Posted by James Ferre on 11th September 2008

The nonprofit Center for Science in the Public Interest has filed suit against MillerCoors Brewing Company, formerly Miller, over its alcoholic energy drink, Sparks. The CSPI has been concerned with the contents of the drink, which reportedly has more alcohol than regular beer and contains “unapproved additives”, including the stimulants caffeine and guarana. The lawsuit is asking the Superior Court of the District of Columbia to stop MillerCoors from selling the controversial drink, which is also under scrutiny from state attorneys general.

Sparks contain 6 to 7 percent alcohol by volume, as opposed to regular beer, which typically has 4 or 5 percent alcohol. Also unlike beer, Sparks’ appeal to young people is enhanced by its sweet citrusy taste, redolent of candy, and the bright colour of orange soda, the CSPI suggests.

“MillerCoors is trying to hook teens and ‘tweens on a dangerous drink,” claimed CSPI litigation director Steve Gardner.

CSPI’s lawsuit also contends that it is illegal to use caffeine, guarana, ginseng, and taurine in alcoholic beverages. The federal agency with primary responsibility for regulating alcoholic beverages, the Treasury Department’s Tax and Trade Bureau, says alcoholic beverages may contain only ingredients considered General Recognized as Safe, or GRAS, by the Food and Drug Administration.
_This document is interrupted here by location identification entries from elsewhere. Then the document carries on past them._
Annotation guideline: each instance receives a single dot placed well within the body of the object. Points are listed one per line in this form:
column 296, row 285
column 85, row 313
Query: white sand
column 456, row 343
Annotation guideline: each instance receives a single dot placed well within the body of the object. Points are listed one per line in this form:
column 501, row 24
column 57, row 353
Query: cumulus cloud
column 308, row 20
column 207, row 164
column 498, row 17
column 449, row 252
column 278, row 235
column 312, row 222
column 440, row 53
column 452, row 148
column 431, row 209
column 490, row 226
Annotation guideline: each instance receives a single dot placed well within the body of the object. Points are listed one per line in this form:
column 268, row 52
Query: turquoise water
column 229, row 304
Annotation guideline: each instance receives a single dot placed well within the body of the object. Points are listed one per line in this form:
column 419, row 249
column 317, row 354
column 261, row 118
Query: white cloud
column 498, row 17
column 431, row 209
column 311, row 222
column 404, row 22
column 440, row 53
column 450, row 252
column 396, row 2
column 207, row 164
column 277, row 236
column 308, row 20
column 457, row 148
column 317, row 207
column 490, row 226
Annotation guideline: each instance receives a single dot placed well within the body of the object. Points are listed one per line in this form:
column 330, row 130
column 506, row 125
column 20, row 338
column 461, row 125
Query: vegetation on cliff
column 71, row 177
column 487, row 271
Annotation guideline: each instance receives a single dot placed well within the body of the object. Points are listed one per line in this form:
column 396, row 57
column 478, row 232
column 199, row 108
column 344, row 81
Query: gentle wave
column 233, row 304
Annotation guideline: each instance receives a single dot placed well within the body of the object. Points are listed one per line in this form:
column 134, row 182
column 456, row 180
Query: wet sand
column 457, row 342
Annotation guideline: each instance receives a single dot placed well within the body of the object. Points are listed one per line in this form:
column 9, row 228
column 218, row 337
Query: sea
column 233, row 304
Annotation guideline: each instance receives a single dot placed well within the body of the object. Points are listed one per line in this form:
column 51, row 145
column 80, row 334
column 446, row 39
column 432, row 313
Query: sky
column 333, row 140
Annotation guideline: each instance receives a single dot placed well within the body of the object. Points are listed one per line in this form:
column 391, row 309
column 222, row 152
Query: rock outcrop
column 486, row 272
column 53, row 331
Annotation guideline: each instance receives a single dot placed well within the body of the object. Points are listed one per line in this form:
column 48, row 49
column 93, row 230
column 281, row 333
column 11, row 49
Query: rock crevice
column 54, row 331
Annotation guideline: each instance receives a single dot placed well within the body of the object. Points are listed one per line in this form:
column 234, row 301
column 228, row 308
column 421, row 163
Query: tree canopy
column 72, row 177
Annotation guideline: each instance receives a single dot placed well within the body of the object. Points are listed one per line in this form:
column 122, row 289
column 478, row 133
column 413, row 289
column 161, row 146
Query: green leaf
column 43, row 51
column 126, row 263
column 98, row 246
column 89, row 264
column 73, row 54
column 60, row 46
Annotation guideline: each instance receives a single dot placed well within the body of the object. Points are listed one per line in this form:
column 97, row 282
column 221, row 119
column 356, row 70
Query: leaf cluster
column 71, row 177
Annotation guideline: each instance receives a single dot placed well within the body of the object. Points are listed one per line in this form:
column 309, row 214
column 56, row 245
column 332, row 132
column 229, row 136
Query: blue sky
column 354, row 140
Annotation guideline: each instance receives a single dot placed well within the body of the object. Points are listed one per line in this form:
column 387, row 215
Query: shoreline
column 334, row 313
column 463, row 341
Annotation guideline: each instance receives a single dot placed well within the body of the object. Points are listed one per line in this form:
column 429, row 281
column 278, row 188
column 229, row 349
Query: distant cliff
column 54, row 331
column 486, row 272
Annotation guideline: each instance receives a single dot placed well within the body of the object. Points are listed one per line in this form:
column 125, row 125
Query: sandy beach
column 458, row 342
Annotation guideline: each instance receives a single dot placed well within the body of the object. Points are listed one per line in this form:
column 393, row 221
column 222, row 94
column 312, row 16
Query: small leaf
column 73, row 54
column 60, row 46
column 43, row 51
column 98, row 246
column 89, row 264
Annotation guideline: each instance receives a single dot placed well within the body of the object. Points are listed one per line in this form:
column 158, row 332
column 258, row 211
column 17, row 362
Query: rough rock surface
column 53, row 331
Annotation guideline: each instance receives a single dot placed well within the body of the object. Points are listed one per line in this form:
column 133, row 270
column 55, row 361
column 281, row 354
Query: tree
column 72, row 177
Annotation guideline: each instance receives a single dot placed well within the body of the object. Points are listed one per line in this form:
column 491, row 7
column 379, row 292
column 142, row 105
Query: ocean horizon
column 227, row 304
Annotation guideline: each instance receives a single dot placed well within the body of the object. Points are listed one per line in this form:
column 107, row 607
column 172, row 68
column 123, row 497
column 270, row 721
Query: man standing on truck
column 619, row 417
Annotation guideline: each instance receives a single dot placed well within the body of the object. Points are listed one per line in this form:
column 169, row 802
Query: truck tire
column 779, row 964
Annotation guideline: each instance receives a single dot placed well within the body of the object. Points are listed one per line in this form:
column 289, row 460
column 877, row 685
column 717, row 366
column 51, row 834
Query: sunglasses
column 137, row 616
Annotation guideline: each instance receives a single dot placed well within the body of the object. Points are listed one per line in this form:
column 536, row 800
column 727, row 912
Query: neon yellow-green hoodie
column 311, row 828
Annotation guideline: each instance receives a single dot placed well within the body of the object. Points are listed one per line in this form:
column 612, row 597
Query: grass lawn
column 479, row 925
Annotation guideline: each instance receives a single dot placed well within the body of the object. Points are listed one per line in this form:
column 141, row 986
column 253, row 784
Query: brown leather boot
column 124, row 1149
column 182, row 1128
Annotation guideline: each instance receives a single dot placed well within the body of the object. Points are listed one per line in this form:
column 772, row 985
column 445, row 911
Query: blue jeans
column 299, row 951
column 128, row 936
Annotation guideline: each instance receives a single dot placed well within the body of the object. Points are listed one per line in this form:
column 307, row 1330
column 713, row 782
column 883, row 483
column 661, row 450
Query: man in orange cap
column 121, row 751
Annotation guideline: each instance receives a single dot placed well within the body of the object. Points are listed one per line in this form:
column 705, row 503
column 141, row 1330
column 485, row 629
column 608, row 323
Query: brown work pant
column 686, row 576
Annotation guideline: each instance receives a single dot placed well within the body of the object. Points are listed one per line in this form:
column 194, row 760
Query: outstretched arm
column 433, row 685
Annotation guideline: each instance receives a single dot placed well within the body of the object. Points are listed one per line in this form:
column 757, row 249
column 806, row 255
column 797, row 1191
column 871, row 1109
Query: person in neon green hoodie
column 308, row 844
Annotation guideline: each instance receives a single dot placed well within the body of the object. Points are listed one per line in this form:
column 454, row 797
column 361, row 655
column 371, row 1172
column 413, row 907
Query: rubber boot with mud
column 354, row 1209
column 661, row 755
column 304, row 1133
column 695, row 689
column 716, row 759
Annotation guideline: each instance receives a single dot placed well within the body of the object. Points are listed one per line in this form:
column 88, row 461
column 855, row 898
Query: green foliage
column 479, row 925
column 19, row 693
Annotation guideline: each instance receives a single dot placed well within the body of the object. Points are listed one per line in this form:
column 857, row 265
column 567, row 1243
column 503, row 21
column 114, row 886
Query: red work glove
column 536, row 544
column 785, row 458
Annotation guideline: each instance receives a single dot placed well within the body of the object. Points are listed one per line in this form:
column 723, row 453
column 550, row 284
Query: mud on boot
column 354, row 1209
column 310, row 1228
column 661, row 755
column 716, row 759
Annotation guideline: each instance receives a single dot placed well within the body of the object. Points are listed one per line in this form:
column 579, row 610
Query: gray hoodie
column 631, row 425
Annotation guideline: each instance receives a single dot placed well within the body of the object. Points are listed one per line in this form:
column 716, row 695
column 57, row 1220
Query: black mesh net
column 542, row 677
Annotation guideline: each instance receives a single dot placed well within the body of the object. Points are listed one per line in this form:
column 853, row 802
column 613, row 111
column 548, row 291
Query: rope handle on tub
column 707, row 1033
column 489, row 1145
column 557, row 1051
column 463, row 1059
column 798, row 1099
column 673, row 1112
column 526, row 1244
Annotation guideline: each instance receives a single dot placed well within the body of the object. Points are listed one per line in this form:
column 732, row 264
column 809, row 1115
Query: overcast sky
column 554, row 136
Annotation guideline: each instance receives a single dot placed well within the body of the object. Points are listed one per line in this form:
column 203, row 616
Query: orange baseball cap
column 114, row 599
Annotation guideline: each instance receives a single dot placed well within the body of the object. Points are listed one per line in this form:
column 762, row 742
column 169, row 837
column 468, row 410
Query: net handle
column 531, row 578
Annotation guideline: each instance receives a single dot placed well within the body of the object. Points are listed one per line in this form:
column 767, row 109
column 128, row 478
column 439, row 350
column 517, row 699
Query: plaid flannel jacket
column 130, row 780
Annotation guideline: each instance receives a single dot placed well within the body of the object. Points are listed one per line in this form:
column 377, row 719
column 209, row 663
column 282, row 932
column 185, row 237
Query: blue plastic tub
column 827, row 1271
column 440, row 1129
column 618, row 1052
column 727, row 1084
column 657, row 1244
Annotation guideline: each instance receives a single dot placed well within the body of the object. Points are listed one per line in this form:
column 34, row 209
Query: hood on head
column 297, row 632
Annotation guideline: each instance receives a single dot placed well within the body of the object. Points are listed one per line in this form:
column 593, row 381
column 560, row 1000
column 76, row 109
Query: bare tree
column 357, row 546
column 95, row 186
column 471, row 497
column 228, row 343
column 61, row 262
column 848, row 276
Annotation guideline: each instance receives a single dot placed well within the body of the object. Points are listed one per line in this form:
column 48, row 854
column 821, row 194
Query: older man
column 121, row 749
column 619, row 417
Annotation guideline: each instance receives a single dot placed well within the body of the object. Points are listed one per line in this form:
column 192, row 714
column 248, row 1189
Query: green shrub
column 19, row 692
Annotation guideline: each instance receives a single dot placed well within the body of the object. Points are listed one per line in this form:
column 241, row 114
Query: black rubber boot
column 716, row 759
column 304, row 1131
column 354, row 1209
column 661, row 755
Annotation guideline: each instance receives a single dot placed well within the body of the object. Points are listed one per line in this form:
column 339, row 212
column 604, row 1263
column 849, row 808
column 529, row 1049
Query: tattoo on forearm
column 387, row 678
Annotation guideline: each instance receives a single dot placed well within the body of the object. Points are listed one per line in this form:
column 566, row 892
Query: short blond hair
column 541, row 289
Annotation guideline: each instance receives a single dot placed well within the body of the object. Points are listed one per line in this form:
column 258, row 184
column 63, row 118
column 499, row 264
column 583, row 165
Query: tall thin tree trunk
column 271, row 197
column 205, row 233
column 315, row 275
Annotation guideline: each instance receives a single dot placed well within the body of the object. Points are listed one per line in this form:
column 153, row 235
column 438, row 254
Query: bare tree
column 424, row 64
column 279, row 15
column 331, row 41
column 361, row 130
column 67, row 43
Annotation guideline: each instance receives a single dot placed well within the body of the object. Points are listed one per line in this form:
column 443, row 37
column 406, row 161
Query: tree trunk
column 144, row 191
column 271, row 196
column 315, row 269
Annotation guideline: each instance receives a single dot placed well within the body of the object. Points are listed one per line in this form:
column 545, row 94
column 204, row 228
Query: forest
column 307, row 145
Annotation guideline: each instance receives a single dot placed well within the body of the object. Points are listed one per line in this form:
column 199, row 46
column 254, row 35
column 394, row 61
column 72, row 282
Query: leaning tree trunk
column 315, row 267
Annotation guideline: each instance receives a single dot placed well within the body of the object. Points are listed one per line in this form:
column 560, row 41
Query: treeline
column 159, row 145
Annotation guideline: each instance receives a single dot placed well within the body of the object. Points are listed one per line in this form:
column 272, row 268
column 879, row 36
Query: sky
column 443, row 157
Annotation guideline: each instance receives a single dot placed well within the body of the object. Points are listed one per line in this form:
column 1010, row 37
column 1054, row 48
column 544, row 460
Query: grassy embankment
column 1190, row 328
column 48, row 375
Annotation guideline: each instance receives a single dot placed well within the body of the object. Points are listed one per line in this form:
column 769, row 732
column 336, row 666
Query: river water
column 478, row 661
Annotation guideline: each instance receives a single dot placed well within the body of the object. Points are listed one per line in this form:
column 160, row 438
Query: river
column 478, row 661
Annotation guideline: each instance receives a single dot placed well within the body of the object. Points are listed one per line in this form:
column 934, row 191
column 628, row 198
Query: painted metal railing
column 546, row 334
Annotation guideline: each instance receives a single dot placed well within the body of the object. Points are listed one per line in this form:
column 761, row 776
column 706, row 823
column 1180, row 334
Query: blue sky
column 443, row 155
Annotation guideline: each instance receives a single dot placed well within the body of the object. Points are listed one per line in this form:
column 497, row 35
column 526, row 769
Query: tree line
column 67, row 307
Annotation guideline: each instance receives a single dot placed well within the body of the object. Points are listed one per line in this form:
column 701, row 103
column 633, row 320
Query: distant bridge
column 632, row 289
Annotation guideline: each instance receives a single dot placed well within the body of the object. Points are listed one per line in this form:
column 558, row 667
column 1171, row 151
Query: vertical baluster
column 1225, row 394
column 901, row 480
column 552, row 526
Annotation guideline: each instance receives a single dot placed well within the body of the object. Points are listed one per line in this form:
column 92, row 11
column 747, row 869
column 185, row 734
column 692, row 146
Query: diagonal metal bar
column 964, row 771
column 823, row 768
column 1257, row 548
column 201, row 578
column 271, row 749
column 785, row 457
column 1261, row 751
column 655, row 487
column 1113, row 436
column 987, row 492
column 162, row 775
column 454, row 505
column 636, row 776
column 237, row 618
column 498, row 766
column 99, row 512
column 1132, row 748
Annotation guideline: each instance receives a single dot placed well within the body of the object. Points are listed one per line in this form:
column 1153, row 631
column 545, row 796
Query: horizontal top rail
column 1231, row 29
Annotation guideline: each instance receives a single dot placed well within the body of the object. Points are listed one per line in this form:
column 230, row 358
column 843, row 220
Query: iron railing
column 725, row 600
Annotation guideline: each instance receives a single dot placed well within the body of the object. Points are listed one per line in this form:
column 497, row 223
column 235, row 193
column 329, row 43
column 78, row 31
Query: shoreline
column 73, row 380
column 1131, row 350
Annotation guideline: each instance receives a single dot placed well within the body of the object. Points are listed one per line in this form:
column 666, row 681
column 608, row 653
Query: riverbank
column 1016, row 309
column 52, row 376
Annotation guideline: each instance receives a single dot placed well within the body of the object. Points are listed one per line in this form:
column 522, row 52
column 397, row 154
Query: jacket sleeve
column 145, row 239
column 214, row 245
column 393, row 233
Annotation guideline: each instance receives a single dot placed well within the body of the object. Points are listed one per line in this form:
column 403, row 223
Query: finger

But the FDA has given only very narrow approval for caffeine and guarana-with no allowance for alcoholic drinks-and no approval for ginseng in any food or beverage, according to the CSPI.

The CSPI has been putting pressure on a number of leading American food and beverage companies over the ingredients they use. In February, CSPI notified Anheuser-Busch and Miller of its intent to sue both companies over caffeinated alcoholic drinks. In June, Anheuser-Busch entered into separate agreements with CSPI and 11 state attorneys general in which the brewer agreed to take caffeine and other additives out of its two alcoholic energy drinks, Bud Extra and Tilt.

That agreement with Anheuser-Busch was the first alcohol-related agreement for CSPI’s litigation project. Since its founding in 2005, CSPI’s litigation unit has, on its own or in cooperation with private law firms, negotiated settlements or voluntary changes to marketing practices with Airborne, Kellogg, Frito-Lay, Quaker Oats, and others.

The pressure on alcoholic beverage companies has intensified over the past year as concerns about binge drinking take hold across the western world. A number of legislation changes have been implemented or mooted and marketers are under scrutiny to ensure they don’t inadvertently target young drinkers and promote a binge drinking culture. In Australia, this has so far led to the introduction of the RTD tax, which is still in danger of not getting passed through the Senate.